De acordo com as medições oficiais, a temperatura mais baixa foi verificada em Urubici, onde os termômetros marcaram -1,4°C nas primeiras horas do dia. Já em São Joaquim, as temperaturas oscilaram próximas a 0°C. O ar gelado, que se intensificou antes do nascer do sol, encontrou condições favoráveis de vento calmo, resultando na formação de gelo sobre a vegetação em áreas de baixada e campos abertos.
Geada na Serra; cenário de inverno em pleno outono
A geada cobriu gramados, pastagens e as margens de estradas, deixando o campo completamente esbranquiçado. O cenário, embora característico da região, chama a atenção pela precocidade e frequência em 2026. Moradores e turistas que circulam pela Serra registraram a camada de gelo sobre a vegetação rasteira, evidenciando o rigor climático que se estabeleceu logo no início de maio.
Especialistas apontam que a combinação de sistemas de alta pressão e a ausência de nuvens durante a madrugada têm sido os principais fatores para a queda brusca nas temperaturas. A vegetação, já adaptada ao ciclo de frio, amanheceu sob a cobertura de gelo visível, transformando os vales em paisagens que remetem ao ápice do inverno.
Estatísticas do frio no ano de 2026
Com os registros deste domingo, a Serra Catarinense atinge marcas estatísticas importantes para o primeiro quadrimestre do ano.
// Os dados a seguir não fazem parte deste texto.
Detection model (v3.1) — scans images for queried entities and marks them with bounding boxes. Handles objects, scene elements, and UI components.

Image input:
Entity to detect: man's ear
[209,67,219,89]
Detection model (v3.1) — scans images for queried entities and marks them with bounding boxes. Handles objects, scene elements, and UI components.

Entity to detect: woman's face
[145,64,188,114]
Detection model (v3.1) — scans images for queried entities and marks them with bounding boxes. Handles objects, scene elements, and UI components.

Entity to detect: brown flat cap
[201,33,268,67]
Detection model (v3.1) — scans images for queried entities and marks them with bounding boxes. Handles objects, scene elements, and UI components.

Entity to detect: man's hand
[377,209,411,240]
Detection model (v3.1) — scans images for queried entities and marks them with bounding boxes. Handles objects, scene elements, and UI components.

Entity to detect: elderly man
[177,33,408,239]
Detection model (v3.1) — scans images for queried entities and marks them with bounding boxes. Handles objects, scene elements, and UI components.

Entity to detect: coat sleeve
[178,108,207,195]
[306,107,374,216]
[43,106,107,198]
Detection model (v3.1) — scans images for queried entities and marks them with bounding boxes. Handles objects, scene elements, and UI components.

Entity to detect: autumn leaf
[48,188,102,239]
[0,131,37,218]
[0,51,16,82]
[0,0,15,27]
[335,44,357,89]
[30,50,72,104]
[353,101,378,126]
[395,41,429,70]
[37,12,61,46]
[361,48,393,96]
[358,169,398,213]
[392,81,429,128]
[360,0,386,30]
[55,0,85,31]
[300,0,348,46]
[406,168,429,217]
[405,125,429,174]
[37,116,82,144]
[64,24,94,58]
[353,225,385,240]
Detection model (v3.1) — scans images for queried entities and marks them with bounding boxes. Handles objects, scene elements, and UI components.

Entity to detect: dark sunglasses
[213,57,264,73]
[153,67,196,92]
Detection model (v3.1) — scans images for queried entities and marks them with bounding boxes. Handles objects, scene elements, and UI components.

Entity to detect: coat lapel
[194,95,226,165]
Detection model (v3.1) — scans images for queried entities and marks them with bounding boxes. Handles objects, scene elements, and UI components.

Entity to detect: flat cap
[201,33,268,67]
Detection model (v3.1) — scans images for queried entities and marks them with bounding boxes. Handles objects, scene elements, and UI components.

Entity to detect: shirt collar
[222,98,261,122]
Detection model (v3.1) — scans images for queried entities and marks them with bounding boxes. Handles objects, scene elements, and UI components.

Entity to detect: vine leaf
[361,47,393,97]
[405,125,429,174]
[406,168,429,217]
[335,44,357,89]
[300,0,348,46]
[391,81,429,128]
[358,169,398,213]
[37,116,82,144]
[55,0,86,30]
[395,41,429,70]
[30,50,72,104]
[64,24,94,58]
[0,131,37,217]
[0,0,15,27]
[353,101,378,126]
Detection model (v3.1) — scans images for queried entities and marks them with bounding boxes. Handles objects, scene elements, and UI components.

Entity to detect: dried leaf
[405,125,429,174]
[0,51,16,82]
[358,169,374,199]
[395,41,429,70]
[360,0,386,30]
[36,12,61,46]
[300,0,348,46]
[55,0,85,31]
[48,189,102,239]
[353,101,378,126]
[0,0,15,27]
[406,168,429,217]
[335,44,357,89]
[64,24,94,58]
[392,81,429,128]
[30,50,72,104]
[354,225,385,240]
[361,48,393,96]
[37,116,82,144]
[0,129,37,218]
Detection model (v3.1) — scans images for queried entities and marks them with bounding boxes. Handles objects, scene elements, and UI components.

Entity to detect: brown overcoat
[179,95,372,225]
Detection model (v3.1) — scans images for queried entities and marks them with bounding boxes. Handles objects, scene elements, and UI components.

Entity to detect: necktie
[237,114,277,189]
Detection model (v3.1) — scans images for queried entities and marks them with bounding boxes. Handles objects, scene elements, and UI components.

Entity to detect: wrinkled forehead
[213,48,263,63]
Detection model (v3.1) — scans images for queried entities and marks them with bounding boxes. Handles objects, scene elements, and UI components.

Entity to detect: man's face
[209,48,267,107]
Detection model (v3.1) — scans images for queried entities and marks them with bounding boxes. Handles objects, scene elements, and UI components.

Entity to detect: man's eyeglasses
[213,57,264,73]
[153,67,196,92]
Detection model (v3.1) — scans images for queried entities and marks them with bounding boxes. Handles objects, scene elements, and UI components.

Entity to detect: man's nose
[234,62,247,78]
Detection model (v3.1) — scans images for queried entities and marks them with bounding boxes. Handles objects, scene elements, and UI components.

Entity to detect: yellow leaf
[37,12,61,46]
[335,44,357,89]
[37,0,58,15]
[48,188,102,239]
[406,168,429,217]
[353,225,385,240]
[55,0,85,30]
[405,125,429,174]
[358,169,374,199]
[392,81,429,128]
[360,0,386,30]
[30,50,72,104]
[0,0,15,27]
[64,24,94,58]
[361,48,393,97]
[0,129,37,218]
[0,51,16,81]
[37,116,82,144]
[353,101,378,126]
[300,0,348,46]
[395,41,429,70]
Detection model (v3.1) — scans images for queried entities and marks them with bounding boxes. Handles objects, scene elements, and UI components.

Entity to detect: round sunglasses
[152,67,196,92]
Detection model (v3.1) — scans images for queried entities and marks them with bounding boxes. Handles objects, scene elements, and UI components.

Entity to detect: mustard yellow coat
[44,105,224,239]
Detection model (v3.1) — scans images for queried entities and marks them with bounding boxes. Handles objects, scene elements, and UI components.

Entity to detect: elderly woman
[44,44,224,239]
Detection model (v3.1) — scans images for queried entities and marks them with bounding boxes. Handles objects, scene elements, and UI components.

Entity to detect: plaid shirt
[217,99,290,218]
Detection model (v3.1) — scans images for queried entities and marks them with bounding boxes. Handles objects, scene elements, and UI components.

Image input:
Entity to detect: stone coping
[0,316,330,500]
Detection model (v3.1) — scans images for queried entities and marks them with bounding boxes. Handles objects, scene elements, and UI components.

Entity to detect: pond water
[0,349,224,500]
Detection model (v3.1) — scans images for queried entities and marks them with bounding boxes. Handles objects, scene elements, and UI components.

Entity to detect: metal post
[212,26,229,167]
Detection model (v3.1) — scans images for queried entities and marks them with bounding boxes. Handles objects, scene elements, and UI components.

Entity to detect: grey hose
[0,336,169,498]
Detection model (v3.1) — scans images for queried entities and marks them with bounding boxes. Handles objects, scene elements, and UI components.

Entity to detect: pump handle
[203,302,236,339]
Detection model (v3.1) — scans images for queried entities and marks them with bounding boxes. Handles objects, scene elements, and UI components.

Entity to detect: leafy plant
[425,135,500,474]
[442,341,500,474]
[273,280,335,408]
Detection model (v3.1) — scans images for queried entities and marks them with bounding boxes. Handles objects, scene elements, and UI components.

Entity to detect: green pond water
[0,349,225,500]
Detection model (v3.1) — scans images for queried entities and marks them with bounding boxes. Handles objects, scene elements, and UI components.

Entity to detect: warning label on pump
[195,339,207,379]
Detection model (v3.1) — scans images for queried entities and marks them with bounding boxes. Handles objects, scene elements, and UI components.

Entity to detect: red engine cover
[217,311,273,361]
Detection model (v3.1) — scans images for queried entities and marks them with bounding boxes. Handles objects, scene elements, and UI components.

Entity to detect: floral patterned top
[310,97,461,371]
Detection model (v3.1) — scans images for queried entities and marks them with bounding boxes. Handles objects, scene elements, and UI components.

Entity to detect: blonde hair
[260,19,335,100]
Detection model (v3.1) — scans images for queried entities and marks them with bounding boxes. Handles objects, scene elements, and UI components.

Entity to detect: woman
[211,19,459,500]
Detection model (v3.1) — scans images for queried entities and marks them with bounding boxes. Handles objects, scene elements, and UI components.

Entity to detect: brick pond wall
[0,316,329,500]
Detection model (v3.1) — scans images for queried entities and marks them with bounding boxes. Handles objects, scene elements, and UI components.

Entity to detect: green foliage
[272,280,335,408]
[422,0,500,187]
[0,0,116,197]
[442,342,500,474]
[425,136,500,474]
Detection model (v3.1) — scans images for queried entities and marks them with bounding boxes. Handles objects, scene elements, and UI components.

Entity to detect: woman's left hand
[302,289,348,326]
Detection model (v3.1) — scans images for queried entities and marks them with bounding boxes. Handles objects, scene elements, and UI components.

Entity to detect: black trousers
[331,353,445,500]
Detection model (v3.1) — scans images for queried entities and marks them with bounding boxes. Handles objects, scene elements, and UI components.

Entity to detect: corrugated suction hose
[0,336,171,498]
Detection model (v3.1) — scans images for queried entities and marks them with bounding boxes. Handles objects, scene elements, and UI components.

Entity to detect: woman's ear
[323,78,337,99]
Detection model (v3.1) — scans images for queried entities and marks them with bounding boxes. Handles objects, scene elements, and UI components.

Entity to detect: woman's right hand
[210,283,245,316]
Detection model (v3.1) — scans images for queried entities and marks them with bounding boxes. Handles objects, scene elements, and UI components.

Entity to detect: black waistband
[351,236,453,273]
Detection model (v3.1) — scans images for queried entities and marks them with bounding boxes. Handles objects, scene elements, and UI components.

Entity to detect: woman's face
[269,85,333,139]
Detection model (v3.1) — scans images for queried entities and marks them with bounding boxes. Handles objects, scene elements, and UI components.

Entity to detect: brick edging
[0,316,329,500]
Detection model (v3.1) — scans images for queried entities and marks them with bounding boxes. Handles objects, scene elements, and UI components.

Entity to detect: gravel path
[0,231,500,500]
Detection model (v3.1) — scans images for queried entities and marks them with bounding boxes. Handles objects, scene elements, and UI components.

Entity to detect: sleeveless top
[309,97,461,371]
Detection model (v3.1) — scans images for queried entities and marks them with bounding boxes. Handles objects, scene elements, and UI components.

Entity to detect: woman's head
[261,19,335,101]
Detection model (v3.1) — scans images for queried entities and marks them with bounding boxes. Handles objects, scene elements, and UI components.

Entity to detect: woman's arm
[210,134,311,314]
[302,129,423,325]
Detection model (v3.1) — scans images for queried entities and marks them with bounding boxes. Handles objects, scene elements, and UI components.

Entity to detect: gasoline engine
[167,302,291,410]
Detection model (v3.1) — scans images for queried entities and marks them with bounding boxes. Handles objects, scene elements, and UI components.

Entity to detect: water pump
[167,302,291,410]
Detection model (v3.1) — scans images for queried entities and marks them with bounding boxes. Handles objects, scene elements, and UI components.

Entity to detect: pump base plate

Já foram contabilizados 18 episódios de geada e quatro ocorrências de temperaturas negativas em 2026. Os números reforçam a tendência de um ano com frio recorrente, mesmo antes da chegada oficial da estação de inverno.
A frequência do fenômeno impacta diretamente a rotina local e o planejamento agrícola, além de impulsionar o turismo de inverno, que se beneficia da paisagem gelada para atrair visitantes. As autoridades meteorológicas seguem monitorando as massas de ar polar, enquanto a população local se prepara para a continuidade das baixas temperaturas previstas para os próximos dias na região serrana.